Çok haklısınız Ertuğrul Bey! En kötü yönetim bile bir darbe yönetiminden daha iyidir. Darbelere karşı olmak zorundayız.
DP’nin o aşırı çoğunluk elde etmiş olmasından kaynaklanan ve gittikçe hırçınlaşan bir yönetim anlayışı var ama seçimle telafi edilebilir. 1957’de bunun ilk ipuçlarını vermiş. 1957’de üç partinin oylarının toplamı DP’yi geçiyor. Yani 1957’den de ders çıkaracaklar. 1961’de DP gidiyor, görünen o. Söylemek istediğim 27 Mayıs DP’nin ve DP geleneğinin mağdur olarak daha uzun yıllar siyasette egemen olmasını sağlamıştır. 1965’te Adalet Partisi’nin başarısı 27 Mayıs yüzündendir.
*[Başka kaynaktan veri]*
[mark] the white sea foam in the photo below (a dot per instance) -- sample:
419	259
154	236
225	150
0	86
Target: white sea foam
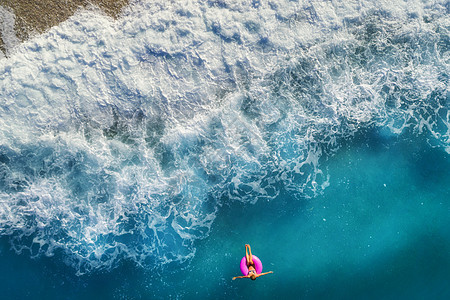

Bundan sonra Ertuğrul Günay okuyucularını neler bekliyor, sırada hangi çalışma var?
Bir çalışma yapıyorum değerli Hocam. Sizin hazırladığınız Türkiye’nin 1970’li Yılları kitabı var ya; onun kronolojik tarzında. 12 Mart 1971’den başlayıp 1982 Anayasası’na giden bir çalışma. Bir eski milletvekili arkadaşım Meclis arşivlerine girdi. O, kitapla ilgili verilerin bütün gazete ve dergi koleksiyonlarında taranmasıyla uğraşırken; ben de onun redaksiyon kısmında çalışıyorum. Toparladık sayılır. Ben 12 Mart 2021’de 12 Mart 1971’in 50. Yıldönümüne yetişmesini istiyorum. Bir arkadaşımla yetiştirmeye çalışıyoruz. Bu beşinci kitabım olacak, sonrasına bakacağız.
Ertuğrul Bey çok teşekkür ederim katıldığınız için. Çok sağ olun. Sizi bu saatte yormuş olduk.
Ben teşekkür ederim asıl. Bir ‘Hürriyet’ Hikayesi vesilesiyle, Türkiye’nin yakın tarihine birlikte bir gezinti yapmış olduk. Ben kitabımı, özellikle yakın tarihe merak duyan gençlerin okumasını istiyorum. Bu sohbette bunun vesilesi olacaktır diye umuyorum. Çok teşekkürler.